I think it is important to be responsible for what substances one takes, even if the environment pressures one to take them. We have a right to our own bodies, and that includes both the right to enhance ourselves or to say no to enhancement.
The problem is of course when people feel they need to work hard because of competition. Competition is a zero-sum game: if one person uses enhancers, others have to do so too in order to have a chance. But in many jobs and higher education the actual situation is a positive-sum game: if we perform well, the group performs better. I think many overestimate the importance of competition (and may hence take enhancers for the wrong reasons). The important part of universities is after all learning and thinking, and we want more and better learning and thinking.
Do students ever ask for your advice on how to take smart drugs?
It happens. I typically explain what I know, and especially try to make them understand (1) it is their responsibility to learn enough to make informed, ethical decisions, and (2) many people use enhancers in the wrong way: you need to know what you want to achieve and then find the right tool for the job.
For example, taking a stimulant to study all night is a mistake, since you need deep sleep to consolidate memories (finishing a paper just before a deadline is another matter). Often a smart work plan or time management is way better than any drug. And of course, drugs do not contain information: you have to actually read, go to lectures and work in order to learn anything.
How do you think universities in the UK should react to smart drugs in the future? Are they right to taboo them?
It is not right to taboo them, since that means that people will take them illicitly, not getting the proper medical or psychological guidance, and not contributing useful knowledge about what actually works. I think society would be better off if it recognized that enhancement is a valid, ethically defensible medical activity and took steps to make it safe and workable.
Universities need to safeguard students from pointless competition, but that is best done by considering how education is framed rather than trying to ban drugs.
Some people say students taking “smart drugs” for exams is cheating. Do you think your use of smart drugs is also cheating in academia?
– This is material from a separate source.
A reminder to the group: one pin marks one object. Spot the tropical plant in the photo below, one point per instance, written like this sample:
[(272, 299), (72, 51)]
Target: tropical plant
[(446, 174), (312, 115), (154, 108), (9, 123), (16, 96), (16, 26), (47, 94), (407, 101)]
Not for academic papers. We only care about the result: is the paper any good? Are the insights valuable? A mathematical theorem is true regardless of how the mind that came up with it worked.
Cheating is about ignoring rules for a domain. In sports we want to have a level playing field in order to make for interesting competition, so taking drugs is typically wrong. Cheating in politics is about ignoring laws and other conventions for how decisions are made, but it doesn't matter if a clever political move was done by natural shrewdness or because the politician took an enhancer. Cheating in academic writing is mostly about falsifying results and plagiarizing text - drugs are irrelevant.
So the problem for study drugs might be whether we think it is cheating if some students are stimulated when taking a test. But would we ban coffee? Or earplugs, to reduce distractions?
Do you see any moral problem with the fact that anyone can access a drug that is meant to treat actual illnesses?
I do not think there is a moral problem with using a drug intended to treat an illness for enhancement: in both cases the goal is to improve well-being and the ability to function.
The big problem, and what actually does give me a bad conscience, is that the current grey market for medicine is unethical. Medical forgeries kill people (mostly in the developing world) and we should not want our money to go into shady medical business. I would prefer to be able to buy enhancers at a normal, regulated drugstore - both because of quality and risk minimisation, but also because it is better to have a legal market.